Re: Why are MD block IO requests subject to 'plugging'?

pg_lxra@xxxxxxxxxxxxxxxxxxx (Peter Grandi) · Tue, 25 Mar 2008 19:39:44 +0000

[ ... low low read rates unless enormous read-aheads are used
... ]

>> * Most revealingly, when I used values of read ahead which
>>   were powers of 10, the numbers of block/s reported by
>>   'vmstat 1' was also a multiple of that power of 10.

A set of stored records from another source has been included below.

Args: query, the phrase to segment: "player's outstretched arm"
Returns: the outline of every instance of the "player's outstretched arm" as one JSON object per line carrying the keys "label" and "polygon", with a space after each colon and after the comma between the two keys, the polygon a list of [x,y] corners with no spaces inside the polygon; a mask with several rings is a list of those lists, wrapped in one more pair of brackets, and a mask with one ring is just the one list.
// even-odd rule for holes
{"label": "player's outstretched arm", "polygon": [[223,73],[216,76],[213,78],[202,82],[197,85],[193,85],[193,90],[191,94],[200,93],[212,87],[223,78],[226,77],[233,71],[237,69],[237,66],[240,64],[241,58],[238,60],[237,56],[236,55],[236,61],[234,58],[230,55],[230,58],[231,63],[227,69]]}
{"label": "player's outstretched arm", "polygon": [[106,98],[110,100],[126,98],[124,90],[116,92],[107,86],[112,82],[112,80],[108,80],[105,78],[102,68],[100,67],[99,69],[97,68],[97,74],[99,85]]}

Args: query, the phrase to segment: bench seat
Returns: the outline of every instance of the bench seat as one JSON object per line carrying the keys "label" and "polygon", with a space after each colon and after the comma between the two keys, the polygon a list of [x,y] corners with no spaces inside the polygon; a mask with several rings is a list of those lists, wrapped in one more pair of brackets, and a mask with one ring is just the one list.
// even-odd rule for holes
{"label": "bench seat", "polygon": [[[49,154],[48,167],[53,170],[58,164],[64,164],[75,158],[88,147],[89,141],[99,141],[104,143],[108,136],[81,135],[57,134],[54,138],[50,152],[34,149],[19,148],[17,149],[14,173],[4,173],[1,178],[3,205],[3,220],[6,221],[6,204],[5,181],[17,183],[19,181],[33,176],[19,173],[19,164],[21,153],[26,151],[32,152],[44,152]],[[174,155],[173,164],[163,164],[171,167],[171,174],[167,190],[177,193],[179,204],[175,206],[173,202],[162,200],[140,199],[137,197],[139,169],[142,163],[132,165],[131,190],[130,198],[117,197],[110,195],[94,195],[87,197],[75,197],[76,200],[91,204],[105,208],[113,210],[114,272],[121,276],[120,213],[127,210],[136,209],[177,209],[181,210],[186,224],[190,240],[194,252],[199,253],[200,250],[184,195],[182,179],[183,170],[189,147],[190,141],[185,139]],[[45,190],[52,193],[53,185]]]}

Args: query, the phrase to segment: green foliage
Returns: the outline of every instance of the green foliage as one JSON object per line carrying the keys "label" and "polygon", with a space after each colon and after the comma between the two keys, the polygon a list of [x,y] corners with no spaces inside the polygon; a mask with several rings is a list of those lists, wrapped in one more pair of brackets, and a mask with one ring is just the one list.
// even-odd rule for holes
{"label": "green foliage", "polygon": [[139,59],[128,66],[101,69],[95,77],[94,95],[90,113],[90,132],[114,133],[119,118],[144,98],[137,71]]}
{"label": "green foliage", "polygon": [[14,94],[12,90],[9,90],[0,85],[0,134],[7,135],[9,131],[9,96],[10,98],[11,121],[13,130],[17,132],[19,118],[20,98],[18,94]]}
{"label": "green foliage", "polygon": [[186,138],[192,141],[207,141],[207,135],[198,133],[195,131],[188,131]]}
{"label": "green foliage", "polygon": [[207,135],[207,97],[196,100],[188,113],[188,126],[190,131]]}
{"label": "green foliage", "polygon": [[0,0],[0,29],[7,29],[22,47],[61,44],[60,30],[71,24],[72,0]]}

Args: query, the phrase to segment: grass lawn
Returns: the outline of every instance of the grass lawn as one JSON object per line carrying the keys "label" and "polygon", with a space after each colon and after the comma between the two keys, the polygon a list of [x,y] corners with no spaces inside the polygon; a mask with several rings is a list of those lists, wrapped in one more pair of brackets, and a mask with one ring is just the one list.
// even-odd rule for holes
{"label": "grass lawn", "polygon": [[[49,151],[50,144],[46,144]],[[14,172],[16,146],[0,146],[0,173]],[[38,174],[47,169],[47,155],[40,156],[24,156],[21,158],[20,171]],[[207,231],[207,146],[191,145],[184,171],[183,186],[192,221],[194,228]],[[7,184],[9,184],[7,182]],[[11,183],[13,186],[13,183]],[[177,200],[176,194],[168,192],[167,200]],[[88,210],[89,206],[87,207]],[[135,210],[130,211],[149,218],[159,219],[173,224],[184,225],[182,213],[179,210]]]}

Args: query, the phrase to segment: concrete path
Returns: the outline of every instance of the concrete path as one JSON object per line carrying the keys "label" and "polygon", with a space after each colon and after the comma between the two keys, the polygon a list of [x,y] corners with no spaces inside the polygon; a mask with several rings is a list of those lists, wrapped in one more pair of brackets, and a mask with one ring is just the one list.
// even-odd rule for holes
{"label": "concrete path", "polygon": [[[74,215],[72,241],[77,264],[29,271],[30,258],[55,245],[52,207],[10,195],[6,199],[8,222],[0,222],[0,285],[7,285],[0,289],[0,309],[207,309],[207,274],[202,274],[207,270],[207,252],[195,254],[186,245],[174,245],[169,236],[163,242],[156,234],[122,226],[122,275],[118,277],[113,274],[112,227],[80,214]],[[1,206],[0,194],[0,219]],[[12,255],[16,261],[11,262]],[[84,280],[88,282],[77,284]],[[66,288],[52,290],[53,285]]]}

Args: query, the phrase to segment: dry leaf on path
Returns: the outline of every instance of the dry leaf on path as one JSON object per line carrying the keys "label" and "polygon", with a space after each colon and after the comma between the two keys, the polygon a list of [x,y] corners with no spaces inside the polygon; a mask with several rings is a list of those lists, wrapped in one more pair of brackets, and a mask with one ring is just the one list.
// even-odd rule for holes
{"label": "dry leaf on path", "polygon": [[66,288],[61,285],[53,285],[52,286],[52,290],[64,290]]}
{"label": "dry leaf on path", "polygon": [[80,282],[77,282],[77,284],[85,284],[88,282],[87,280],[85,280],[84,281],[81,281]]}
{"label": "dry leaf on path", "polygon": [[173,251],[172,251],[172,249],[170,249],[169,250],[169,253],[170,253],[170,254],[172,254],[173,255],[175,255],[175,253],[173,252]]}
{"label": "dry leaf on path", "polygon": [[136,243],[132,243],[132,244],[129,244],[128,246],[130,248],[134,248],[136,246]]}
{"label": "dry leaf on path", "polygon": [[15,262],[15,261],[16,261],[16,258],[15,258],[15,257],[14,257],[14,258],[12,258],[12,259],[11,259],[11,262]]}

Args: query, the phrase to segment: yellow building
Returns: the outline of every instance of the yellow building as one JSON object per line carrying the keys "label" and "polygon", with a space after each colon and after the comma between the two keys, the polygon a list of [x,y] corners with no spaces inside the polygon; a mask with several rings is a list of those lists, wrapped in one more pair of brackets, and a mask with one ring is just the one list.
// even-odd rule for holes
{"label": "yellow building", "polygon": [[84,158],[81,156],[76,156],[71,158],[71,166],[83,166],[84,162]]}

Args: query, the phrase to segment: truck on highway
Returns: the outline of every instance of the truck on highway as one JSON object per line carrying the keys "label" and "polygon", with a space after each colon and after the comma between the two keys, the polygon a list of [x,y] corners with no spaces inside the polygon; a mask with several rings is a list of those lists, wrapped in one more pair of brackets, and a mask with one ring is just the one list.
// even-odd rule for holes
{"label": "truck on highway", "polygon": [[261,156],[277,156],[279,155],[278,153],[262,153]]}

> More precisely it seems that the thruput is an exact multiple
> of readhead and interrupts per second. For example on a single
> hard disk, reading it 32KiB at a time with a read ahead of
> 1000 512B sectors: [ ... ]

Well, I have now setup an old PC I have with a test RAID, and it
is an otherwise totally quiescent system, so I can observe
things a bit more precisely.

It shows that problem exists not just on MD devices, but on 'hd'
and 'sd' devices too.

It is pretty ridiculous in the sense that the PC does exactly
101 interrupts per second, and if I run for example something
like one of:

  dd bs=NNk iflag=direct if=/dev/hdX of=/dev/null

  blockdev --setra NN /dev/hdX && sysctl vm/drop_caches=1 \
    && dd bs=32k if=/dev/hdX of=/dev/null

The number of block/s reported by 'vmstat 1' is exactly a
multiple of 100 or 101, e.g. 6464/s or 12800/s or 130256/s where
the apparent request issue rate can sort of halve wrt 100Hz but
not exceed it. This happens with the 'noop' elevator too, so
it must be some absurd thing 

> This before I spend a bit of time doing a bit of 'blktrace'
> work to see how unplugging "helps" MD

Seems ever more likely that I need to have a look at 'blktrace',
but it is not an MD specific issue.

> and perhaps setting 'unplug_thresh' globally to 1 "just for
> fun" :-).

Uhm I have exported both 'unplug_thresh' and 'unplug_delay' and
defaulted them both to 1 in the appended patch, and I am trying
also out of curiosity to figure out how to make the 'queue'
object/entry appear under '/sys/block/md0/md/'...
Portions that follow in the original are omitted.